What is Growth Garden?

Growth Garden is an interactive habit-building experience designed to turn personal goals into growth-driving routines. Growth Garden puts you in control of your life, asking first what you want to accomplish, then providing small, AI driven, actionable tasks to get you there. Using the same tactics as more nefarious applications, Growth Garden attempts harness gamification to drive progress. Each task you complete, gives you a plant that you can place on your own little planet, allowing you to decorate your space as you build the habits you want to form.

Growth Garden game
The 3D world of the Growth Garden game.

Winning a Hackathon

UNIHACK home page
UNIHACK: The Imagination Hackathon

Winning a hackathon isn't about what you build, but how you sell it. The reality is, no customer cares about what technologies you used, whether you have the most advanced new LLM integrations or how fast your automated CI/CD pipelines deploy to production. They care about how the product can affect positive change in their life. For better or worse, judges are not all that different. With hundreds of submissions, they don't have the time to dig into your code and admire for your formatting or nice linting. Instead, judges often take your pitch at face value, play around with your demo only once you've caught their attention and check the source code to verify you really made it. As such a winning entry should prioritise those elements, in that order:

  1. Pitch
  2. Demo
  3. Code

A strong pitch makes or breaks a submission. As such, it should be planned alongside the actual project to make sure that it can be sold well to whatever theme or topic the hackathon has.
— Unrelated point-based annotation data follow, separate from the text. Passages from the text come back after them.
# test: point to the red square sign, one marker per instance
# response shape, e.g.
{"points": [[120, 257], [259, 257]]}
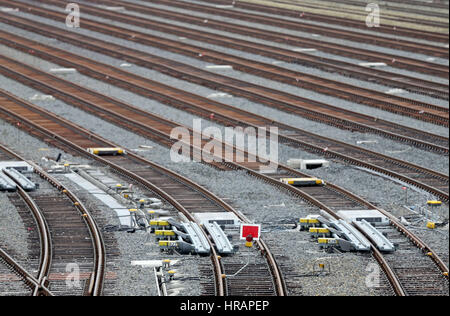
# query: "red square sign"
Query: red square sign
{"points": [[250, 229]]}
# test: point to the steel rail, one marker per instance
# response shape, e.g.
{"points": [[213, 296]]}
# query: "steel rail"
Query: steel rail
{"points": [[289, 188], [171, 68], [400, 31], [96, 283], [323, 30], [318, 149], [372, 75]]}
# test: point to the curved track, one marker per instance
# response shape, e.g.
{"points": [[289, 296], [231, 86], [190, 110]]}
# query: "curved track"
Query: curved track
{"points": [[364, 73], [428, 180]]}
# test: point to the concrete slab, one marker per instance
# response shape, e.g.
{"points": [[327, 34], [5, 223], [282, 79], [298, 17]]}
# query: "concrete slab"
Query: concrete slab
{"points": [[121, 210]]}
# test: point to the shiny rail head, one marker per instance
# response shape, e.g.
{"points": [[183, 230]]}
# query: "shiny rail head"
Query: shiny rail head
{"points": [[106, 151]]}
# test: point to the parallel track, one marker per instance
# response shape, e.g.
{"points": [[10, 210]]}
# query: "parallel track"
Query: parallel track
{"points": [[313, 29], [337, 20], [277, 37], [67, 233], [368, 74], [182, 193], [285, 102]]}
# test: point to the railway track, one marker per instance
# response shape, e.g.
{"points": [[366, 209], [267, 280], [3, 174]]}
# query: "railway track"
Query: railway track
{"points": [[182, 193], [291, 25], [396, 14], [282, 101], [329, 198], [67, 235], [431, 181], [347, 69], [276, 37]]}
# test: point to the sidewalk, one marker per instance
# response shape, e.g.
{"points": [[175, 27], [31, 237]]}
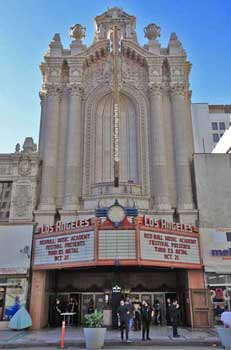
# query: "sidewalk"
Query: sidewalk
{"points": [[74, 338]]}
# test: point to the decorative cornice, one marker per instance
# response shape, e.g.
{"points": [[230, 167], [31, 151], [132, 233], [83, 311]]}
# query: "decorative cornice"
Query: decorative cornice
{"points": [[177, 89], [75, 90], [155, 89]]}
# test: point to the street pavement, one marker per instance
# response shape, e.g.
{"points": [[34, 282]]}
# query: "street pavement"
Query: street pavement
{"points": [[135, 348], [74, 338]]}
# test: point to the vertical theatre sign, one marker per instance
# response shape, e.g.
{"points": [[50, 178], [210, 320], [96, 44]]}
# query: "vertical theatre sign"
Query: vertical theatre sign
{"points": [[169, 242]]}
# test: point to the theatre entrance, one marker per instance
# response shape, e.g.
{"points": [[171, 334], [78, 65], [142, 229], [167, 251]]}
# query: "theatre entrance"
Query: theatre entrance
{"points": [[95, 289], [88, 302]]}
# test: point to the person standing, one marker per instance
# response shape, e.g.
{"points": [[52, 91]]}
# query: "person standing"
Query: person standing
{"points": [[168, 306], [57, 312], [226, 317], [137, 319], [123, 315], [130, 314], [147, 314], [157, 310], [174, 317]]}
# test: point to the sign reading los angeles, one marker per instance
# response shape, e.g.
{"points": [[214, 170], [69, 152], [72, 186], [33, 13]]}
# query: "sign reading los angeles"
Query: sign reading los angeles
{"points": [[169, 247], [67, 248]]}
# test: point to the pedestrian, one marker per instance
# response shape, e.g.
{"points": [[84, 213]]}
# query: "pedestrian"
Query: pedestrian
{"points": [[174, 317], [123, 315], [157, 310], [137, 316], [57, 312], [147, 314], [168, 306], [226, 317], [90, 307], [131, 313]]}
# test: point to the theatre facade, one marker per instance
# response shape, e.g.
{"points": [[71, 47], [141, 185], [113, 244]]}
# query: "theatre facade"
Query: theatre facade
{"points": [[116, 213]]}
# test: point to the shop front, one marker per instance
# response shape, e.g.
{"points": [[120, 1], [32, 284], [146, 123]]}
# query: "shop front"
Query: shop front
{"points": [[15, 257], [99, 263], [216, 248]]}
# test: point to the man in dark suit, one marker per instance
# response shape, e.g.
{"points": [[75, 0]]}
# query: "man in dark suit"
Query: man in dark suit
{"points": [[123, 313], [174, 317]]}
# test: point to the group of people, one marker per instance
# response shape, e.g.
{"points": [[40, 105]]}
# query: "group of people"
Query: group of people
{"points": [[142, 314], [62, 307]]}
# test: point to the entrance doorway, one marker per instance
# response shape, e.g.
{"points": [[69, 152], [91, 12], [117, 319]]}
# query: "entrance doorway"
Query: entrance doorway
{"points": [[2, 297]]}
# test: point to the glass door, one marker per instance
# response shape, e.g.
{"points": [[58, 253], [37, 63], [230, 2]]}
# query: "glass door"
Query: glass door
{"points": [[159, 308], [2, 297]]}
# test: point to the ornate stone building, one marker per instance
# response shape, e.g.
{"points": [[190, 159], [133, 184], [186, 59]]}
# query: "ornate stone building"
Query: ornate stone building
{"points": [[116, 193], [76, 134]]}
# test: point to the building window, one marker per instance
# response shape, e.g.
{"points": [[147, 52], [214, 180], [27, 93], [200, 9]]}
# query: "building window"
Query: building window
{"points": [[228, 236], [222, 126], [215, 137], [214, 126], [5, 199]]}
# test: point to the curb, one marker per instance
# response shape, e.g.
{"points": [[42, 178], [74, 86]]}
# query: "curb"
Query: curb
{"points": [[116, 343]]}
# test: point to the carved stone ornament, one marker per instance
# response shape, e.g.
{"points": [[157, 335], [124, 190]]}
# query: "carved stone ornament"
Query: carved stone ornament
{"points": [[177, 89], [24, 166], [77, 32], [152, 31], [155, 89], [22, 201]]}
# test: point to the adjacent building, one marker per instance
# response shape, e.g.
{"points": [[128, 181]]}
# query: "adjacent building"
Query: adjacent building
{"points": [[209, 124], [213, 173], [18, 184]]}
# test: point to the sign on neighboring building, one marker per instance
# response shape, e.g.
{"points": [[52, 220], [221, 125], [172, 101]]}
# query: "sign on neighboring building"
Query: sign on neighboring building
{"points": [[66, 248], [216, 249], [117, 244], [169, 247], [15, 249]]}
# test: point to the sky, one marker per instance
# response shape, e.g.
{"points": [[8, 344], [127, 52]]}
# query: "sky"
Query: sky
{"points": [[28, 26]]}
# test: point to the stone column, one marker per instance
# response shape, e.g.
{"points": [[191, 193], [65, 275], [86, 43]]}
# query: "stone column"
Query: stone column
{"points": [[49, 158], [39, 300], [64, 106], [182, 158], [72, 188], [43, 104], [158, 151]]}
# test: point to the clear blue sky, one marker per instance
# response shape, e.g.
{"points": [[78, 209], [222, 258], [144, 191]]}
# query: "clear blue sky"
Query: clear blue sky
{"points": [[27, 27]]}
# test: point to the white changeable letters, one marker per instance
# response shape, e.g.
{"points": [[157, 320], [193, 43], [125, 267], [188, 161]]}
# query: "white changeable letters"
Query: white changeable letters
{"points": [[169, 247], [61, 249]]}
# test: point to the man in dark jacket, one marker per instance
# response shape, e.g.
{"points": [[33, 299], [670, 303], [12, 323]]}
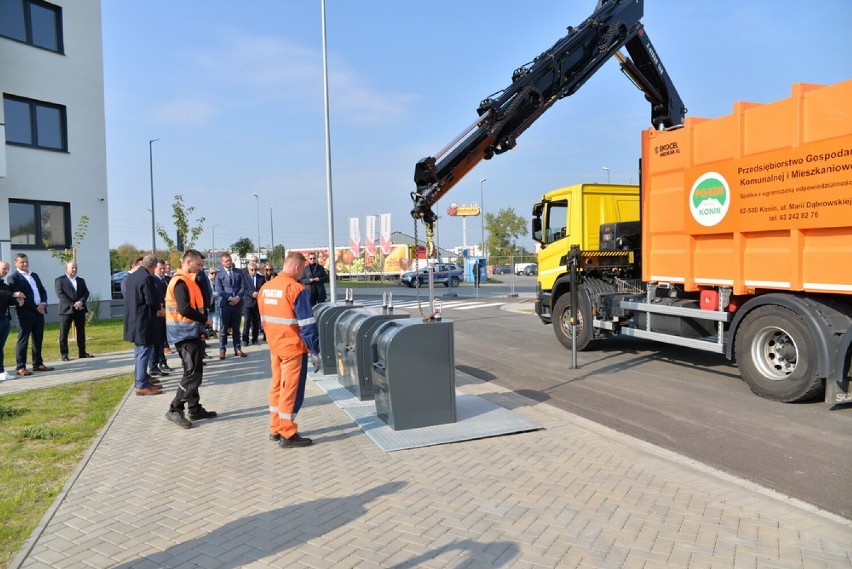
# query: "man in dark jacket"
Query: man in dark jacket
{"points": [[7, 299], [314, 279], [30, 315], [72, 293], [142, 308]]}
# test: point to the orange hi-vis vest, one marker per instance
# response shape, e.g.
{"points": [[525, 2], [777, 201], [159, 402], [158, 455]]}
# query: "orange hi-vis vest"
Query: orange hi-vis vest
{"points": [[276, 304], [179, 327]]}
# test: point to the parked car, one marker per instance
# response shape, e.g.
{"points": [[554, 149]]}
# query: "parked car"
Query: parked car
{"points": [[115, 285], [446, 274]]}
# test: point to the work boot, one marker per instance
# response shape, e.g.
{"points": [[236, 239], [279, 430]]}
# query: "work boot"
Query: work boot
{"points": [[178, 419], [201, 413], [295, 441]]}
Ultimately, the preparing for or recording the pitch can easily take up a quarter of all the available time in a winning submission. The next part is the demo. It needs to be engaging, showcase your idea and look polished. What it doesn't need to be is complete. For the most part the demo should do a small set of core functionality well, visually present wants planned for the future but it isn't necessary to make everything completely functional.